“Follow your passion” has become a modern-day mantra, one I’ve repeated countless times. But following your passion isn’t enough to create a business. I am passionate about many things – my family, travel, women’s rights and children’s rights. I also love Mad Men, reading and writing, Nina Simone and the blues, karaoke, dancing, and parties stuffed with eclectic guests.

But I’m not passionate enough about any of these to make a living out of it (though I did make a living out of travel, as a tour leader, for two years).

It’s not enough to have a great passion for something if you want to craft a business. We need to connect our passion with other people, and we need to put effort into a passion to make it a sustainable business.

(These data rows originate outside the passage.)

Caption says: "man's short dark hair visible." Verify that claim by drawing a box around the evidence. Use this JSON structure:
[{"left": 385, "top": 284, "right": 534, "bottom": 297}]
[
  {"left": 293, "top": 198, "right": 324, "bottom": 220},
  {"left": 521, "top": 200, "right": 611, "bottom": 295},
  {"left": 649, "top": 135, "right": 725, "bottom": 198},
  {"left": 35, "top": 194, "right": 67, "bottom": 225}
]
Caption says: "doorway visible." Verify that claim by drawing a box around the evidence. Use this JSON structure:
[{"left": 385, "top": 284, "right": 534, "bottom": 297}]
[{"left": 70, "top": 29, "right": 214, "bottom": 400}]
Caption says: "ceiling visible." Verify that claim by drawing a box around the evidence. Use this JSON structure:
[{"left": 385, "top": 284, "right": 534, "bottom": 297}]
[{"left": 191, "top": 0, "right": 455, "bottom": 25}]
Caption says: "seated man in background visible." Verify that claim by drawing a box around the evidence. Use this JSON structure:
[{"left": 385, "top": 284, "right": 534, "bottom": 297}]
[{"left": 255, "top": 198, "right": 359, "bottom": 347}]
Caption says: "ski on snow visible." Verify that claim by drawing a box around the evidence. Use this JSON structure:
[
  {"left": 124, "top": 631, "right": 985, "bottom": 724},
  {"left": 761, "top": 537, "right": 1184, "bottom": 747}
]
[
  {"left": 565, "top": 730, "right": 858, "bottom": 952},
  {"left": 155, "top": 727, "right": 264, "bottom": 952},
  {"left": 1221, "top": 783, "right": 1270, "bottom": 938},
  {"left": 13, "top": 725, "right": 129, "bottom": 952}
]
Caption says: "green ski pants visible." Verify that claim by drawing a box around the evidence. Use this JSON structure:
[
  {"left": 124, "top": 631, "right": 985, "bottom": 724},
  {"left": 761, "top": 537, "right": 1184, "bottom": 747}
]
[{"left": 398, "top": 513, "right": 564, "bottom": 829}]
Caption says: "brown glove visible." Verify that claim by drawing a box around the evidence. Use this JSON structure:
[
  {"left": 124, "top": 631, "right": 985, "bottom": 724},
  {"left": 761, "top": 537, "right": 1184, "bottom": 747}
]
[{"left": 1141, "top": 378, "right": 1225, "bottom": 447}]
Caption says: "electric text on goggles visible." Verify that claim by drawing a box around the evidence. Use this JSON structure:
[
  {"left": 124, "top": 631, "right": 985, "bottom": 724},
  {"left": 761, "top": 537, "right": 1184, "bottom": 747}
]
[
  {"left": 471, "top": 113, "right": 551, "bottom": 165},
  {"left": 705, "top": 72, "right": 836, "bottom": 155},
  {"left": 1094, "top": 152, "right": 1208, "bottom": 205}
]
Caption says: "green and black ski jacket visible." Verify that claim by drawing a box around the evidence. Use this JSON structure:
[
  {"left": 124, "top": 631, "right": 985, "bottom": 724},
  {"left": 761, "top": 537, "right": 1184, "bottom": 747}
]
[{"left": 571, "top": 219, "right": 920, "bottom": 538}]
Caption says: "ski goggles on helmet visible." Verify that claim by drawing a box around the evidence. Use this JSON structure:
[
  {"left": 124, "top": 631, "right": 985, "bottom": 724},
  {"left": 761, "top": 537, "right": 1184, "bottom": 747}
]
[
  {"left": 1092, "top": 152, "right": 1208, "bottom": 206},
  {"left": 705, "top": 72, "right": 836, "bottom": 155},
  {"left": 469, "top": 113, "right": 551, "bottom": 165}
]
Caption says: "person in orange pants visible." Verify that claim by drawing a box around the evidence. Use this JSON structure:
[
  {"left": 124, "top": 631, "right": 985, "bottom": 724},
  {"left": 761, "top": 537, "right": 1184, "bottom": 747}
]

I’d love to be able to do the splits. Ever since I was a kid when I bet my younger sisters a Mars Bar for the first of us who was able to have their bum touch the floor in splits. But our efforts to do the splits weren’t enough for any of us to claim the Mars Bar.

We all have passions with no effort behind them. My desire to do the splits doesn’t pull me enough to put in the hours stretching. My passion for travel wasn’t enough to sustain the effort required to keep bouncing on bad roads in decrepit buses, trying to bond a group of wildly diverse people in often-stressful circumstances.

It’s likely we have all stated our passion for something without following through with effort. We are passionate about the idea of something, but not enough to lead to effort. Effort is the currency of passion.

Because effort means you improve, which means you enjoy it more, which means that over time, you need far less willpower to do it as joy overtakes. When your effort results in talent as well as passion, you’re halfway there. Then you just need to find people to buy into your passion (and talent). Your effort demonstrates to people that you put your money where your mouth is.

A revolution in passion-based businesses is sweeping the globe. From Sydney to San Fran, Berlin to Bath, Istanbul to Ibiza, people are dropping off the corporate ladder climb to craft a living out of their passion – a 21st century equivalent of the 70s’ edict ‘Tune in, turn on, drop out’, except with income. It’s not enough for the modern hipster to follow their passion – we also want to make a viable, sustainable business out of it – better yet, an abundantly profitable one.

For ‘follow your passion’ to become a sustainable business, we need to reach out and pluck the heartstrings of our wider community. We need to connect our passion with others’ passion. Only then does passion make profit.

Crowd-sourcing passion

A great place to see this in action is crowd-sourcing – someone with an idea and passion to create something puts it to the wider community and asks for cash to make it happen. Crowds rally and respond, or … crickets.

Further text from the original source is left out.